16. Law and Jurisdiction
16.1 These Terms and Conditions (including any non-contractual matters and obligations arising therefrom or associated therewith) shall be governed by, and construed in accordance with, the laws of England and Wales.
16.2 Any dispute arising out of or in connection with this contract, including any question regarding its existence, validity or termination, shall be referred to and finally resolved by Arbitration under the LCIA Rules, which Rules are deemed to be incorporated by reference into this clause.
16.3 The number of Arbitrators shall be one.

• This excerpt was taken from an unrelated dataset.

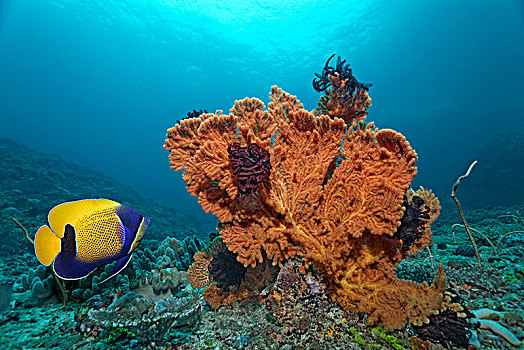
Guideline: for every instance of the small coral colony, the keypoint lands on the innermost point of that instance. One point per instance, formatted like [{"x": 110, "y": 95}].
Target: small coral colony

16.4 The seat or legal place of Arbitration shall be London, England.
17. Intellectual Property
17.1 The "indEx" name and logo are registered trade marks of indEx Enclosures Ltd, protected in the United Kingdom under registered trade mark number UK00003821725 (registered in Classes 6 and 9, with effect from 19 August 2022).
17.2 All intellectual property rights in the Goods, including designs, drawings, specifications, brochures and technical documentation supplied by indEx, shall remain the property of indEx. Nothing in these Terms and Conditions transfers any such rights to the Buyer. The Buyer shall not use, reproduce or register the indEx name, logo or trade marks without the prior written consent of indEx.